Cardinal Walter Kasper was supposed to take part in Pope Benedict XVI's four-day trip to Great Britain but pulled out at the last minute, citing health problems. The decision came, though, just after his outlandish comments comparing England to a Third World country were printed in an interview with German magazine Focus, suggesting that he may have been disallowed by the Vatican from travelling with the entourage.
"England is a secularised, pluralistic country these days. […] An aggressive neo-atheism has spread,” said the German-born cardinal, who is a leading figure on inter-Christian dialogue in the Vatican. He also commented on racial diversity in Britain, saying "when you land at Heathrow airport, you sometimes think you might have landed in a Third World country".
The Vatican immediately tried to patch over the comments by suggesting that his meaning had been misinterpreted. But in the UK, where the pope’s visit faces widespread public opposition, the cardinal’s comments worsened the outlook for Benedict XVI’s tour, due to start on Thursday. Anti-pope demonstrations are planned throughout Britain.
Andrew Copson, chief executive of the British Humanist Association, told France24.com: “Unlike the Holy See, the UK is a full signatory to international conventions such as the European Convention on Human Rights, so we don’t need any lectures from this cardinal. The decline of the power of the church in the UK is not discrimination against the church, it is in fact a loss of privilege to the church which prevents the discrimination of others.”
Copson will speak at a public demonstration in London on Saturday scheduled to coincide with the pope’s appearance in the capital. The event is being promoted on a Facebook group
which already has almost 10,000 members.
In another blow to the visit, more than 50 leading public figures including humorist Stephen Fry and science writer Richard Dawkins signed an open letter to the Guardian newspaper
on Wednesday, arguing that the pope did not merit the “honour” of a UK state visit. “The state and organisation of which [the pope] is head has been responsible for: opposing the distribution of condoms and so increasing large families in poor countries and the spread of Aids; promoting segregated education; denying abortion to even the most vulnerable women; opposing equal rights for lesbians, gay, bisexual and transgender people; and failing to address the many cases of abuse of children within its own organisation”.
The pope’s visit will cost UK taxpayers some 12 million pounds plus one million in police security.
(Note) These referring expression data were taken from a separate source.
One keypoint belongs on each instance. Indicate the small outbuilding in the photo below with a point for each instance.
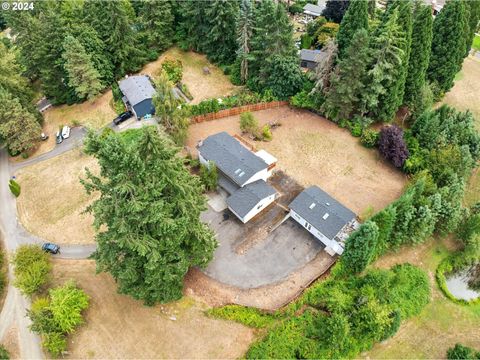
(138, 93)
(323, 216)
(309, 59)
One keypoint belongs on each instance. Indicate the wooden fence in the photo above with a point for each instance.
(237, 110)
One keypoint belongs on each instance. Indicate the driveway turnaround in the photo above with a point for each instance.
(283, 251)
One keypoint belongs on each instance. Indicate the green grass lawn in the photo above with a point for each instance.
(476, 43)
(440, 325)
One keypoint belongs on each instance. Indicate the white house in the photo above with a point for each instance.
(242, 173)
(323, 216)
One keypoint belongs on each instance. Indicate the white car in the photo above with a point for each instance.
(66, 132)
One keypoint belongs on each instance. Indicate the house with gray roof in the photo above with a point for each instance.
(242, 173)
(309, 59)
(323, 216)
(138, 93)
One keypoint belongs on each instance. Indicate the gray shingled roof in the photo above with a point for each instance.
(311, 55)
(231, 158)
(137, 89)
(246, 198)
(338, 215)
(313, 9)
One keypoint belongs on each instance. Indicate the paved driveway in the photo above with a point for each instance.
(286, 249)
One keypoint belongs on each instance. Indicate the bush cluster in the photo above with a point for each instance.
(31, 268)
(339, 317)
(58, 315)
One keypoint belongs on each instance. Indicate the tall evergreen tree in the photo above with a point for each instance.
(335, 10)
(348, 82)
(157, 22)
(148, 215)
(448, 45)
(355, 18)
(220, 42)
(387, 54)
(244, 31)
(18, 127)
(113, 21)
(82, 75)
(420, 54)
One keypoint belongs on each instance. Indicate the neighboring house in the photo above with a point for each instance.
(242, 173)
(312, 10)
(309, 59)
(323, 216)
(138, 93)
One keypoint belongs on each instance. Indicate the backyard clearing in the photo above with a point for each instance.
(315, 151)
(441, 324)
(119, 327)
(52, 199)
(201, 86)
(465, 95)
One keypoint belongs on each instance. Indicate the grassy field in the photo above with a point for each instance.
(200, 86)
(441, 324)
(118, 327)
(315, 151)
(53, 199)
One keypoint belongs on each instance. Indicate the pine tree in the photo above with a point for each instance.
(18, 127)
(244, 30)
(157, 21)
(335, 10)
(147, 218)
(220, 42)
(420, 54)
(82, 76)
(360, 248)
(448, 45)
(355, 18)
(348, 82)
(388, 54)
(168, 109)
(113, 22)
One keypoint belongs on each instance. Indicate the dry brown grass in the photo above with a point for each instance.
(466, 92)
(119, 327)
(53, 199)
(200, 86)
(315, 151)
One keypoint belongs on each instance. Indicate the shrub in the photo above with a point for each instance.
(4, 355)
(369, 138)
(209, 176)
(14, 187)
(267, 133)
(392, 145)
(460, 352)
(174, 69)
(31, 268)
(248, 123)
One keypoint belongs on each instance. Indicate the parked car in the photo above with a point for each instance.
(66, 132)
(51, 248)
(59, 137)
(122, 117)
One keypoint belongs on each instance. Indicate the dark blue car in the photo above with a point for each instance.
(51, 248)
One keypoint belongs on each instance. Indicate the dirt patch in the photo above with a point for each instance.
(118, 327)
(201, 86)
(466, 92)
(52, 199)
(270, 297)
(316, 151)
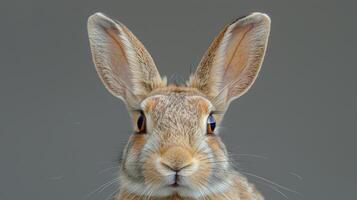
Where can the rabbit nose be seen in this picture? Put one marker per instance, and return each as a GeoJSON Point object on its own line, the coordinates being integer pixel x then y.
{"type": "Point", "coordinates": [176, 159]}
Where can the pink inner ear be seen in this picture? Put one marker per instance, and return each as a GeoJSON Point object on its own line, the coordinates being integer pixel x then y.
{"type": "Point", "coordinates": [120, 65]}
{"type": "Point", "coordinates": [237, 54]}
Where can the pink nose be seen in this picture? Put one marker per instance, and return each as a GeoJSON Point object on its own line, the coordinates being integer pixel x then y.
{"type": "Point", "coordinates": [176, 159]}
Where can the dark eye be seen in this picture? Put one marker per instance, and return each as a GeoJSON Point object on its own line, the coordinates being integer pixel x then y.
{"type": "Point", "coordinates": [141, 123]}
{"type": "Point", "coordinates": [211, 124]}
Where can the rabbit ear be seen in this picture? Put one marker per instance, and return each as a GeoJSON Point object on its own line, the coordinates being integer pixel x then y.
{"type": "Point", "coordinates": [122, 62]}
{"type": "Point", "coordinates": [232, 62]}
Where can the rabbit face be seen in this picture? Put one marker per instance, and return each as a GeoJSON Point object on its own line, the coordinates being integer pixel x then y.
{"type": "Point", "coordinates": [175, 149]}
{"type": "Point", "coordinates": [175, 154]}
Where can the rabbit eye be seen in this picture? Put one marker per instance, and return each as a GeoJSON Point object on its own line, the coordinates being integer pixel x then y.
{"type": "Point", "coordinates": [141, 123]}
{"type": "Point", "coordinates": [211, 124]}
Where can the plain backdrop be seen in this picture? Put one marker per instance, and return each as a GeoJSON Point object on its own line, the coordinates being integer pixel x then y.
{"type": "Point", "coordinates": [61, 132]}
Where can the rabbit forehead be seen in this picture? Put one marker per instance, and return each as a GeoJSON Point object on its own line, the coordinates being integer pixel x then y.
{"type": "Point", "coordinates": [176, 102]}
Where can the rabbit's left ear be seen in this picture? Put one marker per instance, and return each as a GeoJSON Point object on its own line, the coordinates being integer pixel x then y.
{"type": "Point", "coordinates": [232, 62]}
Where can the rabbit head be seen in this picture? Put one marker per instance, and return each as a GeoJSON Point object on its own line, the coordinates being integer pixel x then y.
{"type": "Point", "coordinates": [175, 147]}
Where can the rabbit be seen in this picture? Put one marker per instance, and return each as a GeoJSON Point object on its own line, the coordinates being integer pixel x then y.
{"type": "Point", "coordinates": [175, 151]}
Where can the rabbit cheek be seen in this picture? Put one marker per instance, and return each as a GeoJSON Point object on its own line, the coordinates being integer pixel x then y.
{"type": "Point", "coordinates": [132, 156]}
{"type": "Point", "coordinates": [201, 176]}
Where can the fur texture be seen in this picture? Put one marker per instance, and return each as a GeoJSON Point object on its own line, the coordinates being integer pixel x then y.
{"type": "Point", "coordinates": [176, 158]}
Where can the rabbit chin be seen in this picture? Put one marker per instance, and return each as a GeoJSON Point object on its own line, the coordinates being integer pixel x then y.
{"type": "Point", "coordinates": [184, 190]}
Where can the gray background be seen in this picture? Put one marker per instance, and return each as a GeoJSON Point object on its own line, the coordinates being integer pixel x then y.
{"type": "Point", "coordinates": [60, 128]}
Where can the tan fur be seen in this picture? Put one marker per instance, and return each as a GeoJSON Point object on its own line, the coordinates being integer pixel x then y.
{"type": "Point", "coordinates": [175, 158]}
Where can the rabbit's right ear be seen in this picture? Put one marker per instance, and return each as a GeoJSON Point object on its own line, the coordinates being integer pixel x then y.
{"type": "Point", "coordinates": [122, 62]}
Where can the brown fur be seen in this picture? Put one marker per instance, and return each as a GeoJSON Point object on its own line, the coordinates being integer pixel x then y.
{"type": "Point", "coordinates": [175, 147]}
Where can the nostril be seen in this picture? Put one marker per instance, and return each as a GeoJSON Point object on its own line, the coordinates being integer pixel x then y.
{"type": "Point", "coordinates": [175, 168]}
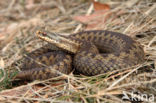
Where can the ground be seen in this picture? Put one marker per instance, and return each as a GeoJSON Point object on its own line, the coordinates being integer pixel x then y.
{"type": "Point", "coordinates": [19, 20]}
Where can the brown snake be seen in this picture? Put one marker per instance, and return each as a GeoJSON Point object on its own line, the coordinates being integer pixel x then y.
{"type": "Point", "coordinates": [89, 52]}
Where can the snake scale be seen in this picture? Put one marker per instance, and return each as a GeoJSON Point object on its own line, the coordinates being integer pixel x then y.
{"type": "Point", "coordinates": [88, 52]}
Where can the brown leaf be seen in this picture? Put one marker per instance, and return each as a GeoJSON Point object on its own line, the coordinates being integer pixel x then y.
{"type": "Point", "coordinates": [98, 6]}
{"type": "Point", "coordinates": [97, 18]}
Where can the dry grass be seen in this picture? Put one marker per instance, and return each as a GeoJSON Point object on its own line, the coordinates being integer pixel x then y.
{"type": "Point", "coordinates": [20, 19]}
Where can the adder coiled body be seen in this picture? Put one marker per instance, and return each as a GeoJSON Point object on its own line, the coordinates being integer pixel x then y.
{"type": "Point", "coordinates": [93, 52]}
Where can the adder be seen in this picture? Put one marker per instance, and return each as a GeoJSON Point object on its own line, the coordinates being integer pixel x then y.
{"type": "Point", "coordinates": [88, 52]}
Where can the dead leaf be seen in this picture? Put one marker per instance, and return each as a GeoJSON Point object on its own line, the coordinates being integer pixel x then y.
{"type": "Point", "coordinates": [96, 19]}
{"type": "Point", "coordinates": [98, 6]}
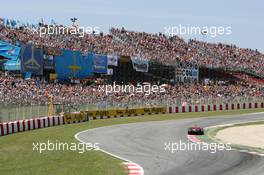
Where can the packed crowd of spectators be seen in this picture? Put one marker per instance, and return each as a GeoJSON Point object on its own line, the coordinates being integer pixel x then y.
{"type": "Point", "coordinates": [156, 47]}
{"type": "Point", "coordinates": [15, 90]}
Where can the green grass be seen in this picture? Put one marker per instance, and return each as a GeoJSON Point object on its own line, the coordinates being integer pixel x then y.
{"type": "Point", "coordinates": [17, 157]}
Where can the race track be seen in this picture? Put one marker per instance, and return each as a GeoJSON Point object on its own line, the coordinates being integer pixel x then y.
{"type": "Point", "coordinates": [143, 143]}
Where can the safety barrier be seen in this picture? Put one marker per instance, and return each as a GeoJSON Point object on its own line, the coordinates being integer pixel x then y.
{"type": "Point", "coordinates": [30, 124]}
{"type": "Point", "coordinates": [104, 114]}
{"type": "Point", "coordinates": [214, 107]}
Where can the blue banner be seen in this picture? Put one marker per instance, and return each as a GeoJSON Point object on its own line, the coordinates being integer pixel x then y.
{"type": "Point", "coordinates": [140, 64]}
{"type": "Point", "coordinates": [32, 60]}
{"type": "Point", "coordinates": [9, 51]}
{"type": "Point", "coordinates": [73, 65]}
{"type": "Point", "coordinates": [12, 65]}
{"type": "Point", "coordinates": [99, 63]}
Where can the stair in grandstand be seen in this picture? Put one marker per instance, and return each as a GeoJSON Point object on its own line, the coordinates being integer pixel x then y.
{"type": "Point", "coordinates": [249, 78]}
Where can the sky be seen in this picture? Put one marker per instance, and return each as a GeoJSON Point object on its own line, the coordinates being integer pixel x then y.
{"type": "Point", "coordinates": [244, 17]}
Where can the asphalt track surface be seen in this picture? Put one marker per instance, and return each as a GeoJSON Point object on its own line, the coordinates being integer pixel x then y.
{"type": "Point", "coordinates": [144, 144]}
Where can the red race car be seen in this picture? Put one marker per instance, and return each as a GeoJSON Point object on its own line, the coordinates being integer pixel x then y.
{"type": "Point", "coordinates": [195, 130]}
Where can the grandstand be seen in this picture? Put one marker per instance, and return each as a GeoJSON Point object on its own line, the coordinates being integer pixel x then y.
{"type": "Point", "coordinates": [33, 68]}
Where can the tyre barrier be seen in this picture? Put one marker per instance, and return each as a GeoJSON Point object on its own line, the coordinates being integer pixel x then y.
{"type": "Point", "coordinates": [214, 107]}
{"type": "Point", "coordinates": [7, 128]}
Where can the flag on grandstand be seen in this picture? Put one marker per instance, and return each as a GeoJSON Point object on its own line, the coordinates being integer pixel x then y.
{"type": "Point", "coordinates": [32, 60]}
{"type": "Point", "coordinates": [112, 60]}
{"type": "Point", "coordinates": [140, 64]}
{"type": "Point", "coordinates": [99, 63]}
{"type": "Point", "coordinates": [73, 65]}
{"type": "Point", "coordinates": [9, 51]}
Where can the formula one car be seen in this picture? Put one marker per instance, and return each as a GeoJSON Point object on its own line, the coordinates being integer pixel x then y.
{"type": "Point", "coordinates": [195, 130]}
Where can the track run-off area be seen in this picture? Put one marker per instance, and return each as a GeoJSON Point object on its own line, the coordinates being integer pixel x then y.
{"type": "Point", "coordinates": [144, 144]}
It is only the second visit to Britain by a pope since English king Henry VIII broke with the Church of Rome in 1534. The trip comes at a difficult time between the Anglican and Catholic churches, after the latter made it easier for disaffected Anglican priests to defect.
Public opinion of the Catholic Church is at a particularly low point due to disgust over a series of paedophile scandals around the world. Victims of abuse by Catholic priests urged the Vatican to turn in suspected offenders to the police on the occasion of the pope’s visit, and also plan to take to the streets in protest of the pope’s visit.